Descubrir en ese pequeño
infierno la solidaridad de los otros enfermos y sus parientes.
Gestos como los de una
pizza colectiva introducida a hurtadillas y con complicidad de algunos
guardias. La madre no murió tan pronto como se esperaba, y al período de
recuperación esperado le sucedió un episodio de pérdida masiva de sangre que
obligó a la hija a una operación telefónica de búsqueda apresurada de donantes entre
sus antiguas amistades. Una pequeña epopeya del horror y la miseria que la hija
terminó por ver como una oportunidad para crecer como persona.
Duro, muy duro, el
testimonio y la vivencia de cómo se ha destruido la vida de una nación. Pero
nuestra oligarquía chavista, obesa y protegida, declara que no hay novedad en
el frente, que estamos en el paraíso socialista sobre la Tierra y que todo es
una operación de desestabilización dirigida por el imperio. Todo frente a la
mirada incrédula del resto del mundo que no termina de entender el milagro del
Rey Midas al revés que opera en nuestra tierra. Unido al desastre material, el
deseo perverso de quebrar el espíritu de la gente en una operación de terror,
represión y control social.
Pero no todo son malas
noticias. En realidad esta gente que desgobierna a Venezuela está muy lejos de
haber ganado la pelea.
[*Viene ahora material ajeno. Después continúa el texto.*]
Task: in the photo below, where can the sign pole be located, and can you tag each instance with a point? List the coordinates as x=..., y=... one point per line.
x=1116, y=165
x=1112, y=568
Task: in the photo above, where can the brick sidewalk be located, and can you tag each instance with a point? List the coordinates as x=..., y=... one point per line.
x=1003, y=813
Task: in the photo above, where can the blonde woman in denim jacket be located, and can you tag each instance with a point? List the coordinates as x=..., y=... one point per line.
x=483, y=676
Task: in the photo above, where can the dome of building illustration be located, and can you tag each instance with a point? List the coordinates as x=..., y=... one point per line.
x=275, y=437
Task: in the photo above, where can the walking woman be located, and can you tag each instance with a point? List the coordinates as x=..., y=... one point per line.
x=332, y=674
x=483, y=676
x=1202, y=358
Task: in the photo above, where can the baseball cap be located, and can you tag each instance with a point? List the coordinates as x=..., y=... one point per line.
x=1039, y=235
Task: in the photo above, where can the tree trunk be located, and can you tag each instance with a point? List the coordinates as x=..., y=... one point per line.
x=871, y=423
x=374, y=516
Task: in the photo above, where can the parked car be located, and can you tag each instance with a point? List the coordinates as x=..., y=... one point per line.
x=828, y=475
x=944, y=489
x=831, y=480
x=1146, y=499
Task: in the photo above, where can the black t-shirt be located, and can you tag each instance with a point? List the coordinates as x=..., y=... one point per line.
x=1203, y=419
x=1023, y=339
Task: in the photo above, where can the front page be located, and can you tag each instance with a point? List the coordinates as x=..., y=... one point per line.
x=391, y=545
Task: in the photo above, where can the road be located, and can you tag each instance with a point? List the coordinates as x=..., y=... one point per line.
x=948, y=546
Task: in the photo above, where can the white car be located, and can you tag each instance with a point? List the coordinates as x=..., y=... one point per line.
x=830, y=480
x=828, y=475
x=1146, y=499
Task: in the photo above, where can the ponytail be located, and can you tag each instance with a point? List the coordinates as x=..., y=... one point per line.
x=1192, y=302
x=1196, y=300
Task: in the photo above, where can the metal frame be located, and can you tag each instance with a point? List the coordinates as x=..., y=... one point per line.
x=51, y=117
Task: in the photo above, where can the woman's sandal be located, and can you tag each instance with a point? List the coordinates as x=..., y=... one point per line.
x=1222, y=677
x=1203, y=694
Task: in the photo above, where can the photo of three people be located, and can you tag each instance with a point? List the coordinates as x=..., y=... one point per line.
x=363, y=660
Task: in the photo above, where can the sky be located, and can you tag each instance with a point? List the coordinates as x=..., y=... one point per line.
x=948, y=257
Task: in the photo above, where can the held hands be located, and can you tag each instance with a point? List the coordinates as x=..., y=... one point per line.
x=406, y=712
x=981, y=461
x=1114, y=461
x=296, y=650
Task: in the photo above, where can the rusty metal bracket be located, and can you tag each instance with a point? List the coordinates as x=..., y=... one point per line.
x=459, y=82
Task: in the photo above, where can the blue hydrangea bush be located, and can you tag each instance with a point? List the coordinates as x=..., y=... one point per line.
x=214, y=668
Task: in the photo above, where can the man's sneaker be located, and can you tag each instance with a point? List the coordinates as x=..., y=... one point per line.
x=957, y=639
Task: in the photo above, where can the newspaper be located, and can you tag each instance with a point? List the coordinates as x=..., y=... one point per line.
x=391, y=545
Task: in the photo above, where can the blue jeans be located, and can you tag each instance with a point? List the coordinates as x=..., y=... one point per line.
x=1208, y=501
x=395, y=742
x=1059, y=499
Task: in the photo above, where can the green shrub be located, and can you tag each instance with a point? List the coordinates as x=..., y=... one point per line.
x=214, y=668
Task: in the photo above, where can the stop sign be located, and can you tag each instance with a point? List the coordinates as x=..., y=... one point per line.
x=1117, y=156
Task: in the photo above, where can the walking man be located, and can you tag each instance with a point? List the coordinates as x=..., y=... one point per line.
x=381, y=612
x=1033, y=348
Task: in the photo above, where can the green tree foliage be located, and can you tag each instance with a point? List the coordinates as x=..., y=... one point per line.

Desaparecida la última hoja de parra de su supuesto amor
por el pueblo, siguen perdiendo apoyo y han tenido que recurrir cada vez más a
la represión y la violación de los derechos humanos. Destruida su credibilidad
en el exterior solamente les queda el chantaje petrolero. Del lado de la
alternativa democrática surge una luz importante con la designación de Chúo
Torrealba al frente de la MUD. La lucha continúa.